Qui, tuttavia, si fermano le somiglianze. Senza soffermarsi sui molti cambiamenti di trama, troppo numerosi per essere analizzati appieno, è bene invece notare come tutte le modifiche sembrino seguire un obiettivo preciso: l’edulcorazione della storia.
In primo luogo, possiamo notare un addolcimento del carattere dei personaggi, conditi di una leggera indagine psicologica per quanto riguarda quelli umani. Troviamo infatti un Buck sempre giocherellone e affettuoso, un Perrault bonario, un John Thornton depresso e un po’ filosofo. Gli altri cani del tiro a loro volta sono stati rabboniti, soprattutto la nemesi Spitz, la cui rinomata ferocità ha solo deboli manifestazioni.
Tale edulcorazione si palesa anche rispetto alle sofferte esperienze di Buck: le percosse subite e le ferite degli scontri con gli altri cani sono appena accennate, il brutale clima del Nord sembra non scalfire il suo fisico, e della fatica del tirare la slitta vi è a malapena traccia. Infine, persino la morte violenta di John Thornton sembra avvenire in un silenzio pacifico, causata da una ferita che quasi non si nota, cullata dalla presenza del fedele compagno. Il suo è quindi un addormentarsi più che un morire, al pari della scomparsa degli altri cani del tiro che anziché annegare, semplicemente, “scappano”.
Due sono le spiegazioni possibili rispetto a questa forte manipolazione. Da una parte, essa potrebbe rispondere al desiderio di distinguere il presente adattamento dalla miriade di quelli precedenti, fra cui pellicole cinematografiche, serie televisive e cartoni animati. Dall’altra, potrebbe invece essere il risultato del voler adattare la storia per un pubblico più giovane, non solo ragazzi ma anche bambini, evitando di rappresentare le scene più crude – che chi ha letto il libro ben ricorda – e aggiungendo invece diversi spunti comici.
Tuttavia, anche se fossero state apportate per quest’ultimo nobile scopo, tali modifiche finiscono per trasformare la storia di sopravvivenza di un fiero animale, nell’avventura di un cucciolo mai del tutto cresciuto.
E così facendo, viene snaturato il racconto stesso e adombrato il concetto chiave del romanzo: il risveglio degli istinti primordiali e la necessità di un ritorno allo stato di natura, lontano dalla brutalità dell’uomo.

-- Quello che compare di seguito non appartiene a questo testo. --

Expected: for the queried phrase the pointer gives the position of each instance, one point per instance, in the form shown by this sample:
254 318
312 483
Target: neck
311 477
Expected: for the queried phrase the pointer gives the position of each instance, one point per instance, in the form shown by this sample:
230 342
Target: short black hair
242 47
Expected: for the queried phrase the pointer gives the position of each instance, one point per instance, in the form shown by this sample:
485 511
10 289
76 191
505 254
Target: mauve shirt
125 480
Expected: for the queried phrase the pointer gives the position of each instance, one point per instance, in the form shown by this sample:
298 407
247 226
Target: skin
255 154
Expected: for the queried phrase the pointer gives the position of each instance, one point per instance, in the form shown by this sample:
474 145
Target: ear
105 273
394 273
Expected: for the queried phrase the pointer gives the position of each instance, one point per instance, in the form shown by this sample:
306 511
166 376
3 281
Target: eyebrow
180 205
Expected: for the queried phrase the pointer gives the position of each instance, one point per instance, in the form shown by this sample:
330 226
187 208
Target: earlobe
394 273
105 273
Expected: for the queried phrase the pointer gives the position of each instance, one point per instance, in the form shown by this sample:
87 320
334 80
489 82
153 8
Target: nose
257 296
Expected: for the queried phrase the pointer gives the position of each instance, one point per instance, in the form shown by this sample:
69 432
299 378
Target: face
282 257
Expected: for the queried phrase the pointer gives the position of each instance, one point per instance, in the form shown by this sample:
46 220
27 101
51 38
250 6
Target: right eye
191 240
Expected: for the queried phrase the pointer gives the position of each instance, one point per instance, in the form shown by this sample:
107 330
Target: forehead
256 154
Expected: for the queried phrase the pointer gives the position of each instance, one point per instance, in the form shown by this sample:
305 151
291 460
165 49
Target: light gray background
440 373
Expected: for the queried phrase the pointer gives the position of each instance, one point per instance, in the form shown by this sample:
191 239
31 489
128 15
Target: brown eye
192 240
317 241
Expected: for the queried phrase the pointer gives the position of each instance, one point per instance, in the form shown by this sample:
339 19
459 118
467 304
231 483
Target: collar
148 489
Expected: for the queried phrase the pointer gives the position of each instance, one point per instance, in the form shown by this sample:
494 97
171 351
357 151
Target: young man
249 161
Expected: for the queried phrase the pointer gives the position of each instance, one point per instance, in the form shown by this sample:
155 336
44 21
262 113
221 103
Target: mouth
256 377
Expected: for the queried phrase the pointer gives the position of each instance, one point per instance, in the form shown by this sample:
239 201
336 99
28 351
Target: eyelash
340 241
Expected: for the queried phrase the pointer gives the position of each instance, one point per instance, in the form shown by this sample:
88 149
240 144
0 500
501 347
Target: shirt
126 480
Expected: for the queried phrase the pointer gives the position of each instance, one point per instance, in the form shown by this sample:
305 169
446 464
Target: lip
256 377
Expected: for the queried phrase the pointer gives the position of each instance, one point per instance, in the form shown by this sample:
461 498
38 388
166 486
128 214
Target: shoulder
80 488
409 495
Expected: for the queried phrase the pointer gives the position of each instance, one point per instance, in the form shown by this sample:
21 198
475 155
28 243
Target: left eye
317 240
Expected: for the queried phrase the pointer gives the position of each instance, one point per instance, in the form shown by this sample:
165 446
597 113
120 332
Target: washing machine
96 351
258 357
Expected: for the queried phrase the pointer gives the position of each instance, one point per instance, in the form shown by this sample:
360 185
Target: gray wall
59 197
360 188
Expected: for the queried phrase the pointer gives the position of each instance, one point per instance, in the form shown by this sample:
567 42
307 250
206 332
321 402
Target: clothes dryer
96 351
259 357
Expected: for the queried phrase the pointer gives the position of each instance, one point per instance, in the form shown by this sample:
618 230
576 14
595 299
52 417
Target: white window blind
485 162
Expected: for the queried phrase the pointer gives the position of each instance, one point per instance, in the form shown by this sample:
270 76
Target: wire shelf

Non si può infatti dire che tale percorso sia assente nel film, ma è presentato in sordina e distorto attraverso le parole di John Thornton, che si fa portavoce del cambiamento di Buck e ne descrive il progressivo allontanamento come la necessità di «trovare la propria casa», un’aspirazione forse più umana che animale.
In definitiva, allo spettatore è chiesto di fare una scelta di ottica e, in base alle lente scelta, ne deriverà il suo giudizio sul film.
Lo si può considerare, infatti, come l’adattamento cinematografico de Il richiamo della foresta di Jack London, e restarne inevitabilmente delusi, e anche un po’ frustrati. Oppure, lo si può prendere per quello che è: un film ispirato alle avventure di un personaggio romanzesco, la cui odissea è stata riscritta in maniera affettuosa per avvicinarla ai più piccoli, e mettere in pace il cuore di alcuni adulti, ancora scottati dagli abusi subiti da Buck e dalle crudeli azioni cui la “legge del bastone e della zanna” lo costrinse.